Campagne agricole d’hiver : promesses en réunion, pénuries dans les marchés   | Mauriweb

  Campagne agricole d’hiver : promesses en réunion, pénuries dans les marchés  

mar, 26/08/2025 - 11:53

Encore une fois, la scène se répète : une grande réunion organisée dans les locaux du ministère de l’Agriculture et de la Souveraineté alimentaire, des discours rassurants, et des promesses recyclées de soutien aux producteurs. Mais sur le terrain, la réalité est tout autre : déficits chroniques, structures défaillantes, corruption rampante et désespoir grandissant des agriculteurs, qui voient leurs efforts étouffés avant même que les semences ne germent.

Le ministre de l’Agriculture, M. Mommé Ould Beibatta, a vanté les « succès » des campagnes précédentes et rappelé l’importance que l’État accorde au secteur maraîcher. Pourtant, l’indicateur brandi lui-même – un taux d’autosuffisance en légumes oscillant entre 35 et 40 % – sonne comme un aveu d’échec. Car, dans les faits, plus de la moitié des besoins du pays en légumes continue d’être importée du Maroc, du Sénégal ou encore d’Espagne.

Dans les marchés de Nouakchott, les prix parlent d’eux-mêmes : la tomate locale, censée être disponible en abondance lors de la précédente campagne, était vendue à plus de 200 MRU/kg, alors que la tomate importée du Maroc, plus régulière en qualité, tournait autour de 250 MRU/kg.

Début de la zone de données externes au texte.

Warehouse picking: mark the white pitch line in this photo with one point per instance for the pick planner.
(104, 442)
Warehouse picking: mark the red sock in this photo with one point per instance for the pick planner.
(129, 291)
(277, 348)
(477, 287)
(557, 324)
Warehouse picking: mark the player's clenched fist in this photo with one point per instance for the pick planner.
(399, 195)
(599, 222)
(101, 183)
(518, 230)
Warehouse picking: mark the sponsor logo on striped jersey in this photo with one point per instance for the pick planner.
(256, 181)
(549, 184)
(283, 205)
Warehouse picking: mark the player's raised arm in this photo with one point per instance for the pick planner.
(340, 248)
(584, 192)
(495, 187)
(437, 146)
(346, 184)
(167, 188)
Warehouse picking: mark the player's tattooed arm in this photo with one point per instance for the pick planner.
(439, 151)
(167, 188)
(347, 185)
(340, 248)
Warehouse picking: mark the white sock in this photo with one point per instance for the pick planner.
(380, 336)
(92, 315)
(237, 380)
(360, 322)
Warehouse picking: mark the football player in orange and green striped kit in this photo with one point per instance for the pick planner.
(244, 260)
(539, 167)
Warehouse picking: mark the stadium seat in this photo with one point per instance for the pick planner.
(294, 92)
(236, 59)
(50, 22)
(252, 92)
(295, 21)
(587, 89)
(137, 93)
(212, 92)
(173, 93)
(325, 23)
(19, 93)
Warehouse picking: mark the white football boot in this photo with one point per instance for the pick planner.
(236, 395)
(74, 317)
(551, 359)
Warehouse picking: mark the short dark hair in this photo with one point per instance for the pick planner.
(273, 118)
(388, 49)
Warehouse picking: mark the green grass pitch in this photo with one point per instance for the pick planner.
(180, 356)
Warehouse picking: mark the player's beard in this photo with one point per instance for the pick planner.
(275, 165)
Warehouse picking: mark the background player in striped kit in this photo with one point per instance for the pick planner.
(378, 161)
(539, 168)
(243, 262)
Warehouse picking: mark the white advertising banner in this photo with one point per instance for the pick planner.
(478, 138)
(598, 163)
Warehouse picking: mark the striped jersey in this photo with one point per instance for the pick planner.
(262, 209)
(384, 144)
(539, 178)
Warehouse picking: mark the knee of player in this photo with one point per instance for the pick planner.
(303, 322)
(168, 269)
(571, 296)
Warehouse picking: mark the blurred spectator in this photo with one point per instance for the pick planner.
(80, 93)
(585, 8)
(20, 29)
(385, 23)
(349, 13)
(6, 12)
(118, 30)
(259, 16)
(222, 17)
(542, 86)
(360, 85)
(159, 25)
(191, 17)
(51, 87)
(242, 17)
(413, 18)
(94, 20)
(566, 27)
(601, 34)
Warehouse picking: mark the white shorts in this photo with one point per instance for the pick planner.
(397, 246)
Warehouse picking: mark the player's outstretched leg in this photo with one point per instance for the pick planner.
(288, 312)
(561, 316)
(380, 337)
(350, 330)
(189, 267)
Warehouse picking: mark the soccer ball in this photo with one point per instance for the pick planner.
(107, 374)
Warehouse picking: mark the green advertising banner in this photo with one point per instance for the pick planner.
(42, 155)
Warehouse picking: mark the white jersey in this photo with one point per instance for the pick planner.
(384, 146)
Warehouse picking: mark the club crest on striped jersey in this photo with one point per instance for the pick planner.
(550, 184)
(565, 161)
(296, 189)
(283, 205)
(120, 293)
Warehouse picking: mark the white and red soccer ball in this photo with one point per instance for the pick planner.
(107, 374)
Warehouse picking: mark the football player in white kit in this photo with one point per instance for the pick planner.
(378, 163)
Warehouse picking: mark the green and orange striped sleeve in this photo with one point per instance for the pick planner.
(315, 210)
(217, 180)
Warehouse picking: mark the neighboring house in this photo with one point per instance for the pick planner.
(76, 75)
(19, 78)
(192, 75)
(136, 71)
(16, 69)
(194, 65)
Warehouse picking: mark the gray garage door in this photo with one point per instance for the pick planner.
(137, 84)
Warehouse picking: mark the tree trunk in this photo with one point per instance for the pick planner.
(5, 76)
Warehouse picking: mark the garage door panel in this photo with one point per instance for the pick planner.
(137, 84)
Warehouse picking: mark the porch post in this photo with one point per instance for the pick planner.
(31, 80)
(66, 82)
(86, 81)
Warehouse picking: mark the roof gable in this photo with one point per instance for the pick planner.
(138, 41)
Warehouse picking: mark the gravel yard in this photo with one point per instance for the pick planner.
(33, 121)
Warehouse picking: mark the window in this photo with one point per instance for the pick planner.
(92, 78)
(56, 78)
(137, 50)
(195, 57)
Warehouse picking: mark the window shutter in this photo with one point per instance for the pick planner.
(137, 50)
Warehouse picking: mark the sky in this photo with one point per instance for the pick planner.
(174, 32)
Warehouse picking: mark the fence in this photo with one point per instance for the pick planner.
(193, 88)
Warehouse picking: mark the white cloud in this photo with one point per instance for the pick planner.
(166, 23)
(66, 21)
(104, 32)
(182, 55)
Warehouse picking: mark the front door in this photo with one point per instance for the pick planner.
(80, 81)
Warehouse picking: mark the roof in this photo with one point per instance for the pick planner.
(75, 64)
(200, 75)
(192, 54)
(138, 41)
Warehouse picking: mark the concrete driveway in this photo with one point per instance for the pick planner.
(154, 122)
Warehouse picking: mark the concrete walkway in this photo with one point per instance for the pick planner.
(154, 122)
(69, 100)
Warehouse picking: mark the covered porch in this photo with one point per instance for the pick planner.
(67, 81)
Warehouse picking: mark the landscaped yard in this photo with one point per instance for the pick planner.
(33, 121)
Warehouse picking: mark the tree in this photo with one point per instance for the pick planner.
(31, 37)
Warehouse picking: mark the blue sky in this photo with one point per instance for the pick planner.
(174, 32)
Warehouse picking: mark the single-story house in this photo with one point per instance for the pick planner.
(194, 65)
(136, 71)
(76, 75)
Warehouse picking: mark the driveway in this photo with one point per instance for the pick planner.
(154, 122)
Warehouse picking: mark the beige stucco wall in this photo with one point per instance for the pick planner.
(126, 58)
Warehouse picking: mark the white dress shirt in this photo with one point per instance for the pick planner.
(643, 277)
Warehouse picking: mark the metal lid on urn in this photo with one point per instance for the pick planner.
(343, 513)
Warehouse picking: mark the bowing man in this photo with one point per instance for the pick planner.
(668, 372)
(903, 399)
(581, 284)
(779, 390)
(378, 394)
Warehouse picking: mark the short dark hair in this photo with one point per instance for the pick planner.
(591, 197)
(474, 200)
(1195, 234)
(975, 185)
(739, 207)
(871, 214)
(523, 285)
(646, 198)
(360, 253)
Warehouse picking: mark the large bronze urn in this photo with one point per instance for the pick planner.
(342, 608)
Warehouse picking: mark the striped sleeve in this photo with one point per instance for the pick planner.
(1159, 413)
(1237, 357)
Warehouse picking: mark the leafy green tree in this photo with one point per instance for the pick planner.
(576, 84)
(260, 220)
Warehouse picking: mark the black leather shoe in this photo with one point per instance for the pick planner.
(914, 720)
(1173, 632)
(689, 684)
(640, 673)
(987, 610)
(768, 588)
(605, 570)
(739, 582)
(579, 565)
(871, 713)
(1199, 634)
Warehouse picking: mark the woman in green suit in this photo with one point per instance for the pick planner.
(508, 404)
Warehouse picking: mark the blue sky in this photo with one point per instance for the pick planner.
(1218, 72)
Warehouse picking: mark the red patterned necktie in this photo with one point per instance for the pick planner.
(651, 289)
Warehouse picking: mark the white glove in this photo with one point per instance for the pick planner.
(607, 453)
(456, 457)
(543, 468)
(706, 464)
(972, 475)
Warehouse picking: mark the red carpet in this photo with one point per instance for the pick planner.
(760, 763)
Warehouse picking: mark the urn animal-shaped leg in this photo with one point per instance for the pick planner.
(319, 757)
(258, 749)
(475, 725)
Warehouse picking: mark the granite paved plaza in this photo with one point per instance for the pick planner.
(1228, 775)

De même, la pomme de terre produite localement ne couvrait même pas 15 % des besoins du marché, obligeant à importer plus de 30 000 tonnes en 2024.

Une dépendance entretenue

Malgré les milliards injectés dans des programmes dits de « soutien », le maraîchage mauritanien reste prisonnier des mêmes maux :

  1. Accès limité aux intrants agricoles : Les semences dites « améliorées » arrivent souvent en retard, et leur distribution souffre de détournements, obligeant de nombreux producteurs à s’approvisionner à prix fort à l’étranger.
  2. Équipements hors de portée : Malgré les annonces sur les « facilités douanières », les petits exploitants n’ont ni les moyens financiers ni l’appui logistique pour acquérir du matériel moderne.
  3. Stockage et commercialisation précaires : Les promesses d’entrepôts frigorifiques se multiplient depuis dix ans. Pourtant, plus de 25 % des légumes récoltés se perdent chaque saison, faute de moyens de conservation adaptés.

Le grand écart entre discours et réalité

Lors de la réunion, le président de l’Union nationale du patronat, Mohamed Zein El Abidine Ould Cheikh Ahmed, a évoqué des capacités de stockage de 13 000 tonnes et a présenté la campagne à venir comme « exceptionnelle ». Mais derrière ce discours optimiste, la réalité est beaucoup plus sombre : les producteurs présents à la réunion ont rappelé, non sans amertume, les retards dans la distribution des intrants, les lenteurs administratives, et surtout l’absence d’un véritable accompagnement technique et financier adapté à leurs besoins.

Une agriculture prisonnière d’une gouvernance défaillante

Le gouvernement présente la campagne hivernale comme une solution miracle à l’insécurité alimentaire. Pourtant, sans réforme structurelle, ces campagnes saisonnières ne sont qu’un emplâtre sur une plaie profonde :

  • Dépendance aux importations : en 2024, la Mauritanie a importé plus de 90 000 tonnes de légumes pour combler son déficit, un chiffre en hausse par rapport à 2022.
  • Absence de stratégie durable : aucun plan clair n’existe pour affronter la raréfaction de l’eau, la salinisation des sols et le changement climatique.
  • Instrumentalisation politique du secteur : chaque campagne agricole devient une vitrine de communication politique, plutôt qu’un levier concret pour atteindre la souveraineté alimentaire.

La « campagne agricole hivernale » de 2025 s’annonce donc sous les mêmes auspices que les précédentes : un défilé de promesses et de chiffres flatteurs, pendant que les producteurs restent prisonniers d’un système incapable de transformer les slogans en politiques publiques efficaces. Tant que l’agriculture restera gérée comme une scène de propagande politique, et non comme un chantier stratégique de souveraineté et de développement, la Mauritanie continuera d’importer ses légumes… et de nourrir ses illusions.